Устроившись в Киссингене, Толстой усердно читает — и по естествознанию, и по политике, и по религии — и в дневнике отмечает коротко: «Лютер велик». Он знакомится с немецким социологом Фрёбелем и во время совместных прогулок поражает аккуратного, уравновешенного немца резкостью и парадоксальностью своих суждений. По его мнению, в России прогресс должен исходить из народного образования, и оно даст у нас лучшие результаты, чем в Германии, потому что русский народ не испорчен, тогда как немцы походят на ребенка, которого в течение нескольких лет подвергали неправильному воспитанию. Народное образование не должно быть обязательно: если оно благо, то народ примет его и добровольно. Разумеется, уравновешенный немец мог только разводить руками перед всей этой дичью. И много говорил Толстой о крестьянской общине в России, той подневольной общине, от которой крестьянство волком выло, но в которой он, как и огромное большинство интеллигенции, видел зародыш справедливого социального строя. Недаром его брат, Николай, утверждал, что деревню он, «как и все мы», знал весьма еще недостаточно и смешивал общину идеальную с весьма неидеальной российской общиной.
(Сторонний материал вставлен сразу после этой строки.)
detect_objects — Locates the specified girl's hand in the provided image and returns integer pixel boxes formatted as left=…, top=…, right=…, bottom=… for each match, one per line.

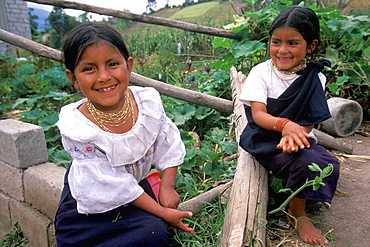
left=158, top=187, right=180, bottom=208
left=161, top=208, right=193, bottom=232
left=277, top=122, right=310, bottom=153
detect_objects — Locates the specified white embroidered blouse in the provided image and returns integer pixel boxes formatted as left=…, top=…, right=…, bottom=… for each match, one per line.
left=57, top=86, right=185, bottom=214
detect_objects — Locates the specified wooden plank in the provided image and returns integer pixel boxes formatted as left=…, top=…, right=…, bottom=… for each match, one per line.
left=23, top=0, right=235, bottom=39
left=219, top=68, right=268, bottom=247
left=0, top=29, right=233, bottom=113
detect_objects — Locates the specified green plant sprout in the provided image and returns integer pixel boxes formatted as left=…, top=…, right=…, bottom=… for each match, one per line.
left=268, top=163, right=333, bottom=215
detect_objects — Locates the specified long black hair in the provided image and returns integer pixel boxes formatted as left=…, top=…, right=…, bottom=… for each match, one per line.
left=62, top=22, right=130, bottom=73
left=269, top=6, right=321, bottom=50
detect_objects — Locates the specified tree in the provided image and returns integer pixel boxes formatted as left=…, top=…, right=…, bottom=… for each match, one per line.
left=28, top=8, right=39, bottom=37
left=47, top=6, right=80, bottom=49
left=146, top=0, right=157, bottom=12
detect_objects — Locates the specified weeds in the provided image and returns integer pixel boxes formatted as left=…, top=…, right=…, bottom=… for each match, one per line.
left=0, top=221, right=28, bottom=247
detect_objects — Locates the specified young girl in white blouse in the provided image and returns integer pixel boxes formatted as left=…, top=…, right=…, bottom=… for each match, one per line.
left=240, top=7, right=339, bottom=245
left=55, top=22, right=192, bottom=247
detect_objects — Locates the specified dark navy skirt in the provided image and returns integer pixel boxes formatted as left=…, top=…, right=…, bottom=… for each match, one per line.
left=55, top=164, right=172, bottom=247
left=255, top=138, right=340, bottom=203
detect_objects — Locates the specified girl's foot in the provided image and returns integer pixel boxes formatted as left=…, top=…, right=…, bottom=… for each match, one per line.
left=288, top=210, right=329, bottom=246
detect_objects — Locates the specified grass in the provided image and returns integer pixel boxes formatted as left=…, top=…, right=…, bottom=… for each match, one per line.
left=170, top=2, right=219, bottom=19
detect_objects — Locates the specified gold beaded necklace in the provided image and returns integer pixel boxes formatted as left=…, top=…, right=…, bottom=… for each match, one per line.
left=86, top=89, right=135, bottom=133
left=271, top=59, right=306, bottom=81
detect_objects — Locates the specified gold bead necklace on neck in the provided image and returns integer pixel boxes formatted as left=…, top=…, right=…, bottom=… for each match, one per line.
left=86, top=89, right=136, bottom=133
left=271, top=59, right=306, bottom=81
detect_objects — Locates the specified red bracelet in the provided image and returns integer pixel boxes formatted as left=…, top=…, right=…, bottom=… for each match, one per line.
left=273, top=118, right=291, bottom=132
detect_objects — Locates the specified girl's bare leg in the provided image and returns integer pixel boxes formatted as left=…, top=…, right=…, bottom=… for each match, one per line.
left=288, top=197, right=329, bottom=245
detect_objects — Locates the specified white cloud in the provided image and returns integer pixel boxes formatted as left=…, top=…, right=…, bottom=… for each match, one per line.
left=27, top=0, right=185, bottom=20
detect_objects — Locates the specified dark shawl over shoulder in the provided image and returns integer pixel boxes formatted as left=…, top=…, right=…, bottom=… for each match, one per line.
left=239, top=59, right=331, bottom=155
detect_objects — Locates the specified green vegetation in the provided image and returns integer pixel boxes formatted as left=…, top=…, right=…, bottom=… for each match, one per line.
left=0, top=0, right=370, bottom=246
left=0, top=221, right=28, bottom=247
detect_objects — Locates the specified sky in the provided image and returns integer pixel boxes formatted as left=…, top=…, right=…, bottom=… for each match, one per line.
left=27, top=0, right=185, bottom=20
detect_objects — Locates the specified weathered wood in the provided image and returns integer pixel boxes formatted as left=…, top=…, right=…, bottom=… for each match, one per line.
left=0, top=29, right=233, bottom=113
left=219, top=68, right=268, bottom=247
left=312, top=129, right=353, bottom=154
left=320, top=97, right=363, bottom=137
left=23, top=0, right=234, bottom=39
left=178, top=181, right=232, bottom=214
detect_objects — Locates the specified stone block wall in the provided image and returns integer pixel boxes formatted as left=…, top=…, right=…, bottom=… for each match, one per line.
left=0, top=0, right=32, bottom=55
left=0, top=119, right=65, bottom=247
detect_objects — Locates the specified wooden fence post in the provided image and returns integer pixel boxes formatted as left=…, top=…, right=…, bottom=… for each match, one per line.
left=219, top=68, right=268, bottom=247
Затем Толстой прошел пешком весь Гарц, побывал в тюрингенских городах, поехал в Вартбург, а затем из Франкфурта все Толстые, соединившись вместе, поехали на Ривьеру: здоровье Николая все ухудшалось. Но и южное солнце не спасло обреченного, и там он скончался. Смерть его произвела на Толстого чрезвычайно сильное впечатление. Он точно впервые понял, что смерть это конец вянущей черемухе, ярко-красным ситцам за обедней, солнцу и всему, и — испугался. Месяц спустя он писал об этом Фету так:
«Ничто в жизни не делало на меня такого впечатления. Правду он говаривал, что хуже смерти ничего нет. А как хорошенько подумать, что она все-таки конец всего, так и хуже жизни ничего нет. Для чего хлопотать, стараться, коли от того, что было Н. Н. Толстой, для него ничего не осталось. Он не говорил, что чувствует приближение смерти, но я знаю, что он за каждым шагом ее следил и верно знал, что еще остается. За несколько минут перед смертью он задремал и вдруг очнулся и с ужасом прошептал: „Да что ж это такое?“ Это он ее увидел — это поглощение себя в ничто. А уж ежели он не нашел, за что ухватиться, что же я найду? Еще меньше. И уж, верно, ни я и никто так не будет до последней минуты бороться с нею, как он… До последней минуты он не отдавался ей, все сам делал, все старался заниматься, писал, меня спрашивал о моих писаньях, советовал. Но все это, мне казалось, он делал уже не по внутреннему стремленью, а по принципу. Одно, природа, — это осталось до конца. Накануне он пошел в свою спальню и упал от слабости на постель у открытого окна. Я пришел, он говорил со слезами в глазах: „Как я наслаждался теперь час целый“. Из земли взят и в землю пойдешь. Осталось одно, смутная надежда, что там, в природе, которою частью сделаешься в земле, останется и найдется что-нибудь. Все, кто знали и видели его последние минуты, говорят: „Так удивительно спокойно, тихо он умер“, а я знаю, как страшно мучительно, потому что ни одно чувство не ускользнуло от меня. Тысячу раз я говорю себе: „оставь мертвым хоронить мертвых“, надо же куда-нибудь девать силы, которые еще есть, но нельзя уговорить камень, чтобы он падал наверх, а не вниз, куда его тянет. Нельзя смеяться шутке, которая наскучила, нельзя есть, когда не хочется. К чему все, когда завтра начнутся муки смерти со всею мерзостью лжи, самообмана и кончатся ничтожеством, нулем для себя. Забавная штучка. Будь полезен, будь добродетелен, будь счастлив, покуда жив, говорят века друг другу люди; да и счастье, и добродетель, и польза состоят в правде, а правда, которую я вынес из 32-х лет, есть та, что положение, в которое поставил кто-то, есть самый ужасный обман и злодеяние.
Я зиму проживу здесь, по той причине, что все равно жить где бы то ни было…».
Упорно кружась мыслью вкруг смерти, он старается пробить ту стену извечной Тайны, которая стоит на всех путях ума человеческого. Тот факт, что эту стену до него в течение тысяч лет старались пробить миллиарды людей и что все их усилия остались бесплодными, не останавливает его, как не остановил до него никого и не остановит никого тысячи лет спустя после него: человек, весь во власти иллюзии, убежден почему-то, что он будет исключением из общего правила и то, что не удалось человечеству, удастся как-то ему.